Confused by Example 26: n=9, How Does k=0?

[Firepanda]

http://img214.imageshack.us/img214/3928/idontgetkm1.jpg

For example 26, I don't see how (for the 1st part) n=9. In the definition of the summing of them it says n is the number above SIGMA, so why not 10? Is it to do with n=1, which isn't k=0 from the definition?

 

[Firepanda]

Also,

http://img205.imageshack.us/img205/9089/cantix9.jpg

I did the 1st, which diverged by the divergence test.

But the 2nd, I tried the ratio test, but it got far 2 complicated too early on. Which test do I use? I tried them all, what am I doing wrong?

 

[HallsofIvy]

http://img214.imageshack.us/img214/3928/idontgetkm1.jpg

For example 26, I don't see how (for the 1st part) n=9. In the definition of the summing of them it says n is the number above SIGMA, so why not 10? Is it to do with n=1, which isn't k=0 from the definition?

Yes, the formula given for a geometric series starts with k= 0. The example given
$$\sum_{k= 1}^10 \frac{2}{3^n}$$
starts with k= 1. The simplest way to handle that is to factor 1/3 out of the product:
$$\sum_{k=1}^{10}\frac{2}{3} \frac{1}{3^{k-1}}$$
Now, let j= k-1. Then k= 1 becomes j= 1-1= 0 and k= 10 becomes j= $j= 10-1= 9$. Of course, $3^{k-1}$ becomes $3^j$. The sum is now
[tex]\sum_{j= 0}^9 \frac{2}{3}\frac{1}{3^j}[/itex]
That is a geometric series with A= 2/3, r= 1/3, and n= 9.

 

[HallsofIvy]

Also,

http://img205.imageshack.us/img205/9089/cantix9.jpg

I did the 1st, which diverged by the divergence test.

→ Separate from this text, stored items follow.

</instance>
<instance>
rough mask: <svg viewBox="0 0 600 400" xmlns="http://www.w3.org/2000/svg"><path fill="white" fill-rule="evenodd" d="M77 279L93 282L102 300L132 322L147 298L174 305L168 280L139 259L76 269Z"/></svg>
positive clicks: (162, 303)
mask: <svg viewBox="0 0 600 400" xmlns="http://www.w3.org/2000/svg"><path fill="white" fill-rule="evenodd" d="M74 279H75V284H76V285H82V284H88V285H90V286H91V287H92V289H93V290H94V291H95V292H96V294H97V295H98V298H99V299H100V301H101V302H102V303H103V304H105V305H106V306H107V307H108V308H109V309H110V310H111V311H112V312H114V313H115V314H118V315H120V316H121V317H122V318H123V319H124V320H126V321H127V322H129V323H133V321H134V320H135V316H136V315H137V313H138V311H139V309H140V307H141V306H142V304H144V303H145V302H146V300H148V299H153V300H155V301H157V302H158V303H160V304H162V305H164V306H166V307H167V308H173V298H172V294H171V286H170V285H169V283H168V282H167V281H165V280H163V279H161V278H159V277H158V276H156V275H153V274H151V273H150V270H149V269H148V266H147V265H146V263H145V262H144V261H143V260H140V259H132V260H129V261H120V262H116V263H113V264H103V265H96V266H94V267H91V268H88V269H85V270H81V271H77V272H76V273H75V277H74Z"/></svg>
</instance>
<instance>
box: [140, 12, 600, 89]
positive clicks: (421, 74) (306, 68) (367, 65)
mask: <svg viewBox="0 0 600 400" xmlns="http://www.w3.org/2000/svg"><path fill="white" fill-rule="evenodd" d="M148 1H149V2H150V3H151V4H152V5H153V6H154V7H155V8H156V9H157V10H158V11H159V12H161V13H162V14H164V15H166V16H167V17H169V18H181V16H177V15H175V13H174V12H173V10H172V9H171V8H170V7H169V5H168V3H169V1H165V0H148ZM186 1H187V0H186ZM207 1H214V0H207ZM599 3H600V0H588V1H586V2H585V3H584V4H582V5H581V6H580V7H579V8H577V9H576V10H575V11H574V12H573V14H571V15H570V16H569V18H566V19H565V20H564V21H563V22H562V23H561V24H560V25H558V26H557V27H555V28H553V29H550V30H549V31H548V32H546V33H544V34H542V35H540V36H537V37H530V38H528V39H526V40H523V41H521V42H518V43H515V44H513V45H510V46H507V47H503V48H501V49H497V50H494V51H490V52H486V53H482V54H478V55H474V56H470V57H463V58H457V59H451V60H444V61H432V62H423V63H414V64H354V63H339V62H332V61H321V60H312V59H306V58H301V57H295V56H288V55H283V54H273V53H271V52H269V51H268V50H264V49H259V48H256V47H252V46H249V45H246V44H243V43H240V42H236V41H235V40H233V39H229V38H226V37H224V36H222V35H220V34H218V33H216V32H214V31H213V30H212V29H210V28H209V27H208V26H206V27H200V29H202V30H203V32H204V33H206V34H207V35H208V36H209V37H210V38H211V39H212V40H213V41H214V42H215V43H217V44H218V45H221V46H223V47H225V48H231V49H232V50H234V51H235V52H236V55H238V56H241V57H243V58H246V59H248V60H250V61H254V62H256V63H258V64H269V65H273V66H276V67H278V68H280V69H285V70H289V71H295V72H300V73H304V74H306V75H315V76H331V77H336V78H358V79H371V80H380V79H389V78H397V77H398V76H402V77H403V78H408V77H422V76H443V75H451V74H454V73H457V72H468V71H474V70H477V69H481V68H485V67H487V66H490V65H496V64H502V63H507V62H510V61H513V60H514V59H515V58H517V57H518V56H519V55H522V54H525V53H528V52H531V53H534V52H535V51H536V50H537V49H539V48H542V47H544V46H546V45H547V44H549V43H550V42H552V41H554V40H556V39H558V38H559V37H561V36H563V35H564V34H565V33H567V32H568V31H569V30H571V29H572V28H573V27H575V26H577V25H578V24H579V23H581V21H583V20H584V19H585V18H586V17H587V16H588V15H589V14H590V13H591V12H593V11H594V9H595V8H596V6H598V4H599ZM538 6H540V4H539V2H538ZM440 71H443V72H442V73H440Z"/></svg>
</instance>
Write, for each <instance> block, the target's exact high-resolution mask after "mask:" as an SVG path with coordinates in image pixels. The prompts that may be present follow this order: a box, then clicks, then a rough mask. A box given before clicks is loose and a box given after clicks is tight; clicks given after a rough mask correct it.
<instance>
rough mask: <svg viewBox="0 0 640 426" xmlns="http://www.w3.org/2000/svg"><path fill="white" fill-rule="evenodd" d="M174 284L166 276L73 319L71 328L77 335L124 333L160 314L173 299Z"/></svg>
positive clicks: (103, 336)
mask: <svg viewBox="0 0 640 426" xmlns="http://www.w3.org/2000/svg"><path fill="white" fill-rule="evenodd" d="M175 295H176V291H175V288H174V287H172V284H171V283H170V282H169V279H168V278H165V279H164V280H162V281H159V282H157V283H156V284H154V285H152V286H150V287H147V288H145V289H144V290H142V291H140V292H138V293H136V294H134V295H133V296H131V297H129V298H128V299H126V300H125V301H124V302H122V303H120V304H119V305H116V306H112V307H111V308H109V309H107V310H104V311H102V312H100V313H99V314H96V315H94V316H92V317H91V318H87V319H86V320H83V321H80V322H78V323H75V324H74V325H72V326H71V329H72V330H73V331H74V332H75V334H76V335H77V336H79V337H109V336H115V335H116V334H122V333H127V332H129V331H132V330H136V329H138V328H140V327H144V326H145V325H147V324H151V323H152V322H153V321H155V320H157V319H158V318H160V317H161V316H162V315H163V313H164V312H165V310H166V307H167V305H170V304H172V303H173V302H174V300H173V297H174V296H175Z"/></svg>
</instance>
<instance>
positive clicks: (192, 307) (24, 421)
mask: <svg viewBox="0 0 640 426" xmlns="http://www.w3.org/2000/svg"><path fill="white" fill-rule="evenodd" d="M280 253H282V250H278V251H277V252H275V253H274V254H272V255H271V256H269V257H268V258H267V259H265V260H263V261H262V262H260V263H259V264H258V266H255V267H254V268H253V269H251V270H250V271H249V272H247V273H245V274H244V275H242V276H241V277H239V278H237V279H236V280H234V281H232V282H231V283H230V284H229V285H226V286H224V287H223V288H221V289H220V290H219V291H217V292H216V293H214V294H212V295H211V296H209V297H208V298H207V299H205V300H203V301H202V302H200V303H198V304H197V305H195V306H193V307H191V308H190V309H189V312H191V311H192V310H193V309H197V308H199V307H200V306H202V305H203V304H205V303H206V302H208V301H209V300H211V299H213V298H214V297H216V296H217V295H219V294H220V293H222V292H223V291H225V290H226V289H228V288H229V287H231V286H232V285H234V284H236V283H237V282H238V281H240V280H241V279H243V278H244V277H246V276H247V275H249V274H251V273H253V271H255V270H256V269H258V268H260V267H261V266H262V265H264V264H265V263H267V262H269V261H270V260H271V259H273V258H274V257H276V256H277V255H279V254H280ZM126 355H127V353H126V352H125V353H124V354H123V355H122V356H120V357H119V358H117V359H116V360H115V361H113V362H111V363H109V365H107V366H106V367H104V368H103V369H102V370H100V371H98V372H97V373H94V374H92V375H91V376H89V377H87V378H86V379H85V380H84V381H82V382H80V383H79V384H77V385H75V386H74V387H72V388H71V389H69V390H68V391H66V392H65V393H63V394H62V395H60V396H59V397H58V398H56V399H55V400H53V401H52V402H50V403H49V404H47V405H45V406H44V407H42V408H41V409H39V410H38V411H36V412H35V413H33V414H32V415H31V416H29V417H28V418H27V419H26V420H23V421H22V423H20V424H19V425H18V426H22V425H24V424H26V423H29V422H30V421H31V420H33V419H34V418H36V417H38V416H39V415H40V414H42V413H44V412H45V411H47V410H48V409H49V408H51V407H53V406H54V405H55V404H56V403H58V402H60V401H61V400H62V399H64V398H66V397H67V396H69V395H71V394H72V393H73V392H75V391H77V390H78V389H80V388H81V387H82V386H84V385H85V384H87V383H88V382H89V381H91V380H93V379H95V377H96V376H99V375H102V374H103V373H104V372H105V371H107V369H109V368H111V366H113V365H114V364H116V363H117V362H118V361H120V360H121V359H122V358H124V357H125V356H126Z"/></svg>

But the 2nd, I tried the ratio test, but it got far 2 complicated too early on. Which test do I use? I tried them all, what am I doing wrong?

For that one,
[tex]\lim_{x\rightarrow 0}\frac{e^x- x- 1}{sin^2(x)}[/itex]
since both numerator and denominator go to 0 I would use L'Hopital's rule (twice). And, again, you don't need to find the limit itself!